Mason opened another door and saw a full gym. A row of dumbbells, neatly arranged in pairs, ranged from nothing to the big fifty-pounders at the end. A bench with a rack, a treadmill, an elliptical trainer. A television was mounted high in one corner of the room. A heavy bag hung in another corner. The back wall was a full mirror. Mason looked at his own face from twenty feet away. Cole had told him he could go anywhere in the world with this face, but he never thought he’d end up in a Lincoln Park town house.
He went up the long flight of stairs to what was obviously the main floor. The sleek, modern kitchen had polished granite countertops, an island with a Viking stove and a restaurant hood hanging over it. The bar top looked out over a great open area dominated by the largest television screen Mason had ever seen. He was pretty sure the square footage of the screen was larger than the square footage of the cell he woke up in that morning. In front of the television was a U-shaped expanse of black leather with a large oak coffee table in the middle. You could easily sit a dozen people here. It made the quiet emptiness of the place feel like a sin.
The formal dining room had a table long enough to seat all dozen people that had watched the television in the other room. He left that room and went into what turned out to be the billiards room. An actual room for billiards, with a red felt table and a woven net under each pocket. There was dark paneling on the walls. A pair of stained-glass Tiffany lamps hung over the table. The far corner of the room was set up for darts, and yet another corner had two overstuffed leather chairs with a three-foot-tall humidor between them. Looking through the glass at the selection of cigars inside, Mason remembered how a single cigarette could go for ten dollars in Terre Haute. A carton could get someone killed.
He went up another set of stairs to the top floor. There were bedrooms on each side of a long hallway. When he got to the last door, he tried turning the knob. It was locked.
Mason went back downstairs and found a door on the other side of the kitchen. He walked through and saw another bedroom suite. There was an iron-framed bed topped with black linen, and on top of that were several shopping bags. He took a quick look through them. Pants, shirts, shoes, socks, underwear, belts, a wallet—everything a man could possibly need. Most of the bags had come from Nordstrom and Armani. One from Balani, the custom shop on Monroe Street. He did a quick check of the tags. Everything was his size.
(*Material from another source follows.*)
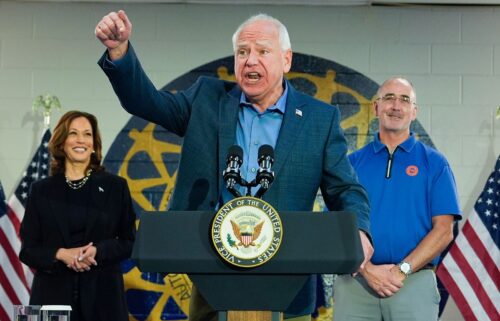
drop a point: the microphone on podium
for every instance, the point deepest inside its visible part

I don’t see my new friend Quintero doing this, he thought.
Mason went back out to the kitchen and opened up the refrigerator. After five years of prison food, Mason stood there staring at the salmon, at the cooked and chilled lobster, at the aged steaks. He didn’t know where to start. Then he saw the bottles of beer on the lower shelf. He shuffled through the selection, mostly microbrews he’d never heard of. Then he found a bottle of Goose Island.
He opened the bottle and took a long swallow. It took him back to summer nights sitting out on his porch. Listening to a ball game with Eddie and Finn. Or listening to his wife and watching their daughter try to catch fireflies.
He found a take-out container of beef tenderloin with some kind of shiitake mushroom sauce, with angel-hair pasta. He went through the drawers until he found the silverware, grabbed a fork, and ate the entire dish cold, standing there in the middle of the kitchen. He wondered what the inmates in Terre Haute had for dinner that night.
Wednesday night, he said to himself. Usually hamburger night. Or, at least, what they called hamburger.
When he was done eating, he went to the black leather couch, found the remote control, and turned on the television. Leaning back and putting his feet up on the table, he took another long swallow from his beer, found the rain-delayed White Sox game, and watched the last inning. The Sox won. Then he spent a few minutes flipping up and down through the channels just because he could. You try doing that on the television in the common room and you’ll start a riot. He shut the television off.
He went back to the refrigerator and took out another Goose Island, then went outside through the big sliding glass door off the kitchen. Still high above the street, with a swimming pool sunk into the great concrete monolith beneath the patio, the water surrounded by bluestone, lit up with underwater lights and glowing aquamarine in the darkness. A table, chairs, and a grill with a wet bar stood by, ready for an outdoor party.
Mason went to the rail and looked out at the park and, beyond that, the endless horizon of Lake Michigan. He could see the lights from a half-dozen boats on the water. He could hear the distant bass notes from a car cruising by on the street. A perfect summer night to be out on the town, no matter where you were going.
A breeze came off the lake and gave him a brief chill. Sixteen hours ago, Mason had woken up in a maximum security prison cell. Now he was standing in a town house in Lincoln Park, drinking a bottle of Goose Island and looking out at the lake.
I knew this man had power, he said to himself, but that was a federal fucking prison I walked out of today. How does one man make that happen?